Published October 08, 2009 @ 06:00AM PT

Bad Math

Well, the CBO definitely got one thing right in its financial analysis of the Senate Finance Committee’s health bill. In commenting on Kent Conrad’s nonprofit co-op idea, it wrote that they "seem unlikely to establish a significant medical presence in many areas of the country." I already shared my opinion on co-ops as destined-to-fail recycling attempts.

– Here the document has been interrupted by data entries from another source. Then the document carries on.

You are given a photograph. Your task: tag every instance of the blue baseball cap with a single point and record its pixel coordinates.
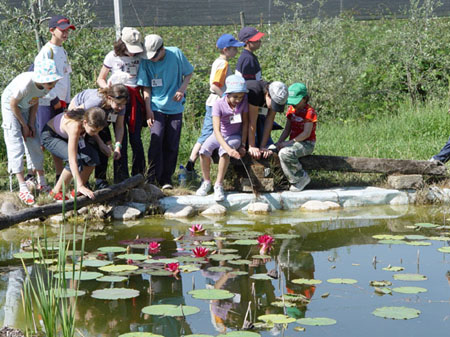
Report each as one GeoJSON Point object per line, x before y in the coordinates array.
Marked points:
{"type": "Point", "coordinates": [235, 83]}
{"type": "Point", "coordinates": [228, 40]}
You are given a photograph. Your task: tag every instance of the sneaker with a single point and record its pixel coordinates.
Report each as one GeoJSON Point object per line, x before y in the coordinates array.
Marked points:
{"type": "Point", "coordinates": [305, 180]}
{"type": "Point", "coordinates": [219, 194]}
{"type": "Point", "coordinates": [27, 198]}
{"type": "Point", "coordinates": [204, 188]}
{"type": "Point", "coordinates": [58, 197]}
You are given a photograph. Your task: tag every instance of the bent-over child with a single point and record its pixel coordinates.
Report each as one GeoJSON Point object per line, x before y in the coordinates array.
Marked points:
{"type": "Point", "coordinates": [19, 107]}
{"type": "Point", "coordinates": [301, 128]}
{"type": "Point", "coordinates": [64, 137]}
{"type": "Point", "coordinates": [230, 118]}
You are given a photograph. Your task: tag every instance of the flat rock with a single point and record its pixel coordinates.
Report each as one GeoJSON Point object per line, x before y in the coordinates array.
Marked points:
{"type": "Point", "coordinates": [215, 210]}
{"type": "Point", "coordinates": [258, 208]}
{"type": "Point", "coordinates": [125, 213]}
{"type": "Point", "coordinates": [407, 181]}
{"type": "Point", "coordinates": [180, 211]}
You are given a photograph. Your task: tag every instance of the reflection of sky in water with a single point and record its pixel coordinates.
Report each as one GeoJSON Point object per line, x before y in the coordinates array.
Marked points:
{"type": "Point", "coordinates": [320, 252]}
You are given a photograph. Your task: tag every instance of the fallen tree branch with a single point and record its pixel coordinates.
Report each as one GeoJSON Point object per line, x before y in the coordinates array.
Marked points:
{"type": "Point", "coordinates": [56, 208]}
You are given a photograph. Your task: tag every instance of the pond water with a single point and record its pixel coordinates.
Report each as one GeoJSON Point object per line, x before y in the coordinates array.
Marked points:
{"type": "Point", "coordinates": [342, 246]}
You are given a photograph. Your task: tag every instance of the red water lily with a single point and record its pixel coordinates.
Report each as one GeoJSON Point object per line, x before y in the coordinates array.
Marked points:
{"type": "Point", "coordinates": [196, 229]}
{"type": "Point", "coordinates": [265, 244]}
{"type": "Point", "coordinates": [200, 251]}
{"type": "Point", "coordinates": [154, 247]}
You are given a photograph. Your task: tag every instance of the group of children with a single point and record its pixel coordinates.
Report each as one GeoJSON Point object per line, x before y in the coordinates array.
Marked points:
{"type": "Point", "coordinates": [144, 83]}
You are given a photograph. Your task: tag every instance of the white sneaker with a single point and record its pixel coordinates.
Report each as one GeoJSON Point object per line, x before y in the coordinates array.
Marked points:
{"type": "Point", "coordinates": [219, 194]}
{"type": "Point", "coordinates": [204, 188]}
{"type": "Point", "coordinates": [301, 184]}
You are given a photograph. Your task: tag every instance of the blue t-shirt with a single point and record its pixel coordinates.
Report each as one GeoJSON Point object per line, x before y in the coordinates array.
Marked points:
{"type": "Point", "coordinates": [165, 77]}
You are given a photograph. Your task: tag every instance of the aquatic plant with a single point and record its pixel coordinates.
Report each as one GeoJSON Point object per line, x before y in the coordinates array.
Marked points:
{"type": "Point", "coordinates": [265, 244]}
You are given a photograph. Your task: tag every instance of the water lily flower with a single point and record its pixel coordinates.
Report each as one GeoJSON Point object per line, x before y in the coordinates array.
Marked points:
{"type": "Point", "coordinates": [154, 247]}
{"type": "Point", "coordinates": [265, 244]}
{"type": "Point", "coordinates": [200, 251]}
{"type": "Point", "coordinates": [196, 229]}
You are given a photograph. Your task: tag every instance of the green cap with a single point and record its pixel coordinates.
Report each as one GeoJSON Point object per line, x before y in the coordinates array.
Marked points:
{"type": "Point", "coordinates": [296, 93]}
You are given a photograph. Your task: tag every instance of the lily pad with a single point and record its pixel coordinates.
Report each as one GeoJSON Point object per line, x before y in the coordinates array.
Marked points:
{"type": "Point", "coordinates": [116, 268]}
{"type": "Point", "coordinates": [211, 294]}
{"type": "Point", "coordinates": [342, 281]}
{"type": "Point", "coordinates": [306, 281]}
{"type": "Point", "coordinates": [277, 319]}
{"type": "Point", "coordinates": [316, 321]}
{"type": "Point", "coordinates": [112, 249]}
{"type": "Point", "coordinates": [170, 310]}
{"type": "Point", "coordinates": [410, 290]}
{"type": "Point", "coordinates": [115, 293]}
{"type": "Point", "coordinates": [396, 312]}
{"type": "Point", "coordinates": [410, 277]}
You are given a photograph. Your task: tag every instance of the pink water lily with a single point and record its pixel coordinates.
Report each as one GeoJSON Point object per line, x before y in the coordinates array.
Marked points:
{"type": "Point", "coordinates": [154, 247]}
{"type": "Point", "coordinates": [265, 244]}
{"type": "Point", "coordinates": [196, 229]}
{"type": "Point", "coordinates": [200, 251]}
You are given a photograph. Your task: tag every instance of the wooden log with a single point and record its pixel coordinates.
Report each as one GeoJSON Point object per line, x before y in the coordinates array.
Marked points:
{"type": "Point", "coordinates": [56, 208]}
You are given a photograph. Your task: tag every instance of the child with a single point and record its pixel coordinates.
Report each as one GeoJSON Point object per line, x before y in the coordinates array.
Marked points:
{"type": "Point", "coordinates": [64, 137]}
{"type": "Point", "coordinates": [248, 64]}
{"type": "Point", "coordinates": [220, 70]}
{"type": "Point", "coordinates": [123, 61]}
{"type": "Point", "coordinates": [230, 114]}
{"type": "Point", "coordinates": [113, 100]}
{"type": "Point", "coordinates": [19, 107]}
{"type": "Point", "coordinates": [59, 97]}
{"type": "Point", "coordinates": [301, 128]}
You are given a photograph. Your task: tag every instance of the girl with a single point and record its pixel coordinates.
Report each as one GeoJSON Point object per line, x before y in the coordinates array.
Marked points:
{"type": "Point", "coordinates": [230, 114]}
{"type": "Point", "coordinates": [113, 100]}
{"type": "Point", "coordinates": [19, 106]}
{"type": "Point", "coordinates": [123, 63]}
{"type": "Point", "coordinates": [301, 128]}
{"type": "Point", "coordinates": [64, 137]}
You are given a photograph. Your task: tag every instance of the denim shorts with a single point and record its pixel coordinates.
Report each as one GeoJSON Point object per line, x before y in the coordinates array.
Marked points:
{"type": "Point", "coordinates": [56, 145]}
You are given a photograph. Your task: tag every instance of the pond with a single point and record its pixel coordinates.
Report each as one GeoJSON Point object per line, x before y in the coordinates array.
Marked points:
{"type": "Point", "coordinates": [347, 247]}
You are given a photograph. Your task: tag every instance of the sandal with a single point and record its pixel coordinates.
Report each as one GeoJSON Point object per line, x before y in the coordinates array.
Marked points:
{"type": "Point", "coordinates": [27, 198]}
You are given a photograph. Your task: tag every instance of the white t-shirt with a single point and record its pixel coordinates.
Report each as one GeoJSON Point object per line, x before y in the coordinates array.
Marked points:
{"type": "Point", "coordinates": [219, 72]}
{"type": "Point", "coordinates": [21, 88]}
{"type": "Point", "coordinates": [62, 87]}
{"type": "Point", "coordinates": [127, 64]}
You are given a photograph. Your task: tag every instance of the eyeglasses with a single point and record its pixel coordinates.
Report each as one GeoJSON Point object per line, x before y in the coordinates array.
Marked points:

Other than that, though, here is their 10 year breakdown of the bill:

  • Cost: $829 billion
  • Benefit: $81 billion in reduced federal deficits
  • Coverage: Increase from 83% to 94% of Americans
  • Uninsured Reduction: 29 million
  • Missing: $200 billion in Medicare physician payment increases
  • Risk: 15% low-income subsidy cuts to abide by Obama’s budget-neutral failsafe mechanism

The SFC bill’s lower cost sent House Democrats scrambling to reduce HR 3200’s cost under the $900 billion limit set by the president, even though their plan would cover 8 million more people than the SFC’s. Part of their strategy may be to move 7 million low-income individuals onto Medicaid instead of providing subsidies for private insurance.

Which brings me to my point. They realized something most of us haven’t. Much of the budgeting exercise has been based on faulty math because the largest cost factor is an unknown – private insurance costs. Higher education provides a useful, though painfully similar, example.